Nevertheless, the EU can do more to help resolve conflict in the region, in particular through the Action Plans currently being negotiated with each country. For the EU, these are a chance to enhance and reposition itself in the South Caucasus if they can be tied to conflict resolution and include specific democratisation, governance and human rights benchmarks. For the region they may be an opportunity to map out the reform process concretely. But there is a long way to go. The EU’s relations are not strong with either Azerbaijan or, to a lesser extent, Armenia. It does not participate directly in negotiations on Nagorno-Karabakh, Abkhazia or South Ossetia. In and around Nagorno-Karabakh, it has done little for conflict resolution. It has rarely raised the South Caucasus conflicts in its high-level discussions with partners and has employed few sanctions or incentives to advance peace.

To become more effective, the EU must increase its political visibility. Compared with Russia, the U.S., the UN and the OSCE, its financial and political engagement in the region has been minimal. However, as it gives more aid through new and old instruments, its ability to provide incentives and apply conditionality should grow. Compared with other actors, the EU can offer added value, with its image as an “honest broker” free from traditional US/Russia rivalries; access to a range of soft and hard-power tools; and the lure of greater integration into Europe.

The arrival of a new Special Representative (EUSR) is an opportune moment for the EU to strengthen its political presence. The EUSR should try to become an observer in the three conflict negotiation forums.
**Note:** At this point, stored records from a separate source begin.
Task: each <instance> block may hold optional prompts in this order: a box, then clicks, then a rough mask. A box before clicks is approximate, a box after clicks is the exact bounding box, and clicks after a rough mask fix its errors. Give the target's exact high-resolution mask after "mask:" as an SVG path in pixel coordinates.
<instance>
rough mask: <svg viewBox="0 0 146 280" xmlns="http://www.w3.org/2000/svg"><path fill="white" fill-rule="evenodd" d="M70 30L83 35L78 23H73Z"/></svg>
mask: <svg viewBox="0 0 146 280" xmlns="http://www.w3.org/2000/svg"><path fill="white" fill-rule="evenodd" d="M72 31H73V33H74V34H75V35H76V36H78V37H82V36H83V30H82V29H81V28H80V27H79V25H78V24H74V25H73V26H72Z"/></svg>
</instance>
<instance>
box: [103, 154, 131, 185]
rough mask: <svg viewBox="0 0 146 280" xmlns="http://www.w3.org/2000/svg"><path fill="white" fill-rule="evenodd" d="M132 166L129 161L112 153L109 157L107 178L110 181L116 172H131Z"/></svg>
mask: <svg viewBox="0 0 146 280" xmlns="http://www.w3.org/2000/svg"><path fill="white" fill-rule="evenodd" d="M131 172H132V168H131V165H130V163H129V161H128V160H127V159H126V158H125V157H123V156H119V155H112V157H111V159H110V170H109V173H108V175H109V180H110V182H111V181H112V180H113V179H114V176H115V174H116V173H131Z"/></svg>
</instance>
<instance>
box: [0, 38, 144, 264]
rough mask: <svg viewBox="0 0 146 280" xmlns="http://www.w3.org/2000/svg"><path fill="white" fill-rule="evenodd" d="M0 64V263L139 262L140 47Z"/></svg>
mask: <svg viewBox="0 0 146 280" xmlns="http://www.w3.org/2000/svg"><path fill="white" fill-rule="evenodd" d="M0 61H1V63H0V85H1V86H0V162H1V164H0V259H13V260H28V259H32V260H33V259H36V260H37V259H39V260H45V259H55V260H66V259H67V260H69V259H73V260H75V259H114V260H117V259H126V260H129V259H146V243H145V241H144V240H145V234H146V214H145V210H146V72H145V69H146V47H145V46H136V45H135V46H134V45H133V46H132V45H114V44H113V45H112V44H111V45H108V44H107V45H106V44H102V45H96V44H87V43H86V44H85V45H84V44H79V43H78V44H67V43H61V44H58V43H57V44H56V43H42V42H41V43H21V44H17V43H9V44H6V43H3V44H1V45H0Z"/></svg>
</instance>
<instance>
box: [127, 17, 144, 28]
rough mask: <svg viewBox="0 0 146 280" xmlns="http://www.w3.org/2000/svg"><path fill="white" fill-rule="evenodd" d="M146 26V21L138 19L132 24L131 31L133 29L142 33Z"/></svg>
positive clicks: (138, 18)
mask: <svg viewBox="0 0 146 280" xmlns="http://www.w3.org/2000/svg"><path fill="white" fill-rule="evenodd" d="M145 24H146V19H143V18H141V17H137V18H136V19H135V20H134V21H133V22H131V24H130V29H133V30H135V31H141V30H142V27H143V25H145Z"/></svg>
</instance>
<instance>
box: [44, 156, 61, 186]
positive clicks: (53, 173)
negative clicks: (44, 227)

In South Ossetia and Abkhazia, where the Commission has already allocated significant funding, efficient and well-targeted assistance can give weight and credibility to the EU’s diplomatic and political efforts.

In Nagorno-Karabakh, rather then wait for an agreement on the principles of resolution mediated by the OSCE Minsk Group, the EU should begin contingency planning to assist peace implementation now. Sending military and civilian assessment missions to the region could give new impetus to a negotiation process which seems to be dangerously running out of steam. Whether or not a peace agreement is eventually signed, the EU should be prepared to implement confidence building programs or – in a worst case – to consider a range of options in case of an outbreak of fighting. Otherwise, having remained out of Nagorno-Karabakh and the adjacent occupied districts for over a decade, either war or peace will find it struggling to catch up in its own neighbourhood.